Introduce Extensions

Just as profiles can be negotiated via the profile media type parameter, extensions will be negotiable via the ext media type parameter. Unlike profiles, a server will be required to understand and apply every extension requested via Content-Type and Accept headers, or else respond with an error. In this way, clients can be guaranteed that their requests will be processed according to the base spec plus any extensions they've applied.

Extensions are strictly additive to the base spec, and can never impose rules about members already reserved for users. Any members introduced via extensions MUST be namespaced with a : prefix (e.g. local:id). Namespaces can only be used by extensions.
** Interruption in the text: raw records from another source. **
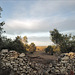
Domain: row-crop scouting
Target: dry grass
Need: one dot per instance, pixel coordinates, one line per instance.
(40, 48)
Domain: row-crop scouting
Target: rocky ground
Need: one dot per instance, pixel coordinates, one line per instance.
(14, 63)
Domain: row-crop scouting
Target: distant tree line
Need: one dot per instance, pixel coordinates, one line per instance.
(65, 42)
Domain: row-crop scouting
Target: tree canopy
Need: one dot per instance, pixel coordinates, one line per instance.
(66, 42)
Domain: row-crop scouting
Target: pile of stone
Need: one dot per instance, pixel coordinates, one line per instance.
(20, 64)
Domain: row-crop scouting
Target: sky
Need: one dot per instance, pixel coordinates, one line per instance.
(35, 18)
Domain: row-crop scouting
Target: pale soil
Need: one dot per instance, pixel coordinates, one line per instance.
(42, 57)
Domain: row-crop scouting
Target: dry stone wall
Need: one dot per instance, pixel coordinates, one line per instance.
(19, 64)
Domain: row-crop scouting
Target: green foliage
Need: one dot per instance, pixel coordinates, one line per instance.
(32, 48)
(49, 50)
(65, 42)
(18, 46)
(1, 31)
Besides the fact that members are namespaced, most extensions could be merged with the base spec.

Extensions will become the means to define custom processing directions for query params such as filter and page.
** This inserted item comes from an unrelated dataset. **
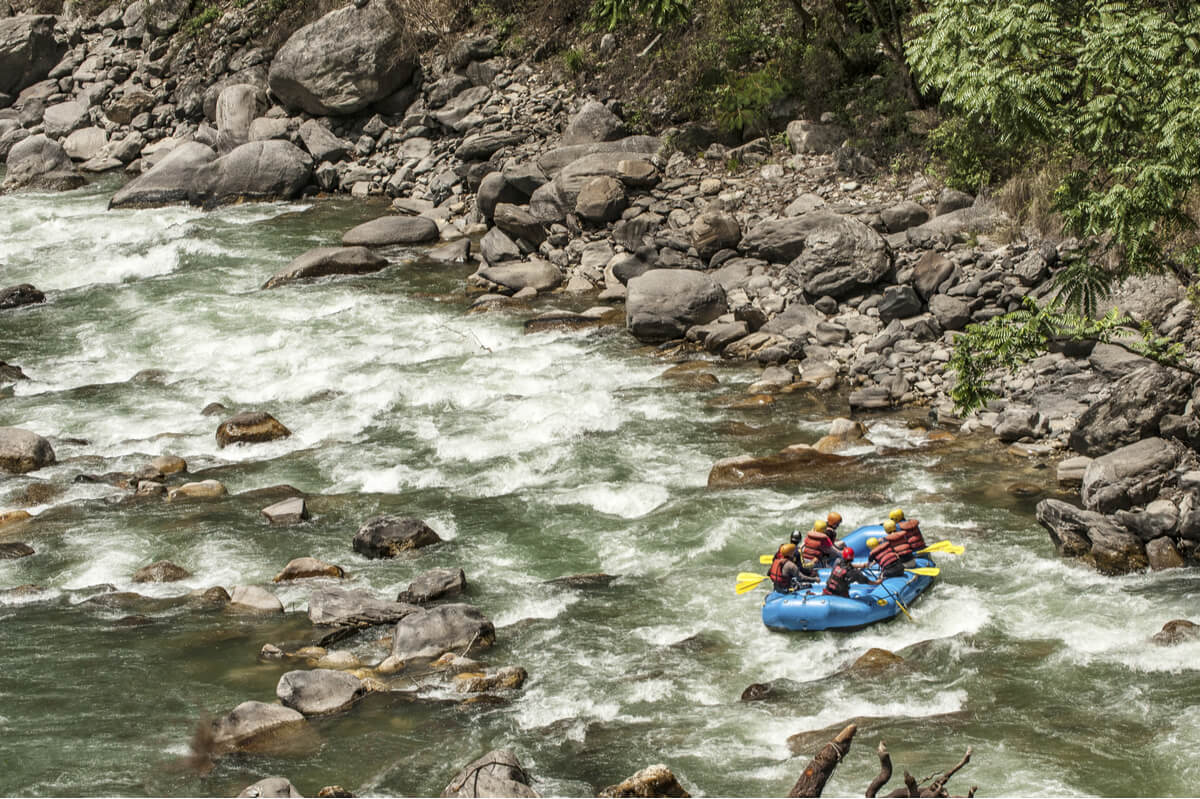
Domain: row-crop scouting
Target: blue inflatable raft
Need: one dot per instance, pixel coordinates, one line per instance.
(810, 610)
Sharing Official and Community Extensions and Profiles

Extensions and profiles are both specified by URI, so we (the spec editors) have no means or desire to control which ones are used by the community.

However, we do feel a responsibility to provide a means to share extensions and profiles on the official site (jsonapi.org) just as we share implementations of the spec.

We plan to be cautious in particular about which extensions are seen as "official". We may choose not to support any community extensions at first on jsonapi.org as we wade into this new territory. Essentially, we have to be cautious about making the spec confusing through an endless array of conflicting extensions.

Since profiles are applied purely to "user space", we don't see the need to be so cautious about publishing community profiles.

First Official Extensions

Two of the longest awaited additions to the spec, Local identifiers and Operations, are proposed as the basis for the spec's first "official extensions". Content from the original PRs has been simplified, refactored, and reopened as new PRs that are compatible with the new extension proposal.

The "Atomic Operations" extension (#1437) will use the namespace atomic to emphasize the atomicity guarantee that motivates the need for operations. Operations will be requested via an atomic:operations member, and results returned as atomic:results.

The "Local Identitities" extension (#1436) will use the namespace local. Local identity members (local:id) can be used to identify resources that have not yet been assigned an id by the server. This fills a gap in the base spec in which resources without IDs assigned can't yet reference themselves in relationships. This extension will also be critical to enable resources in different operations to reference each other without IDs.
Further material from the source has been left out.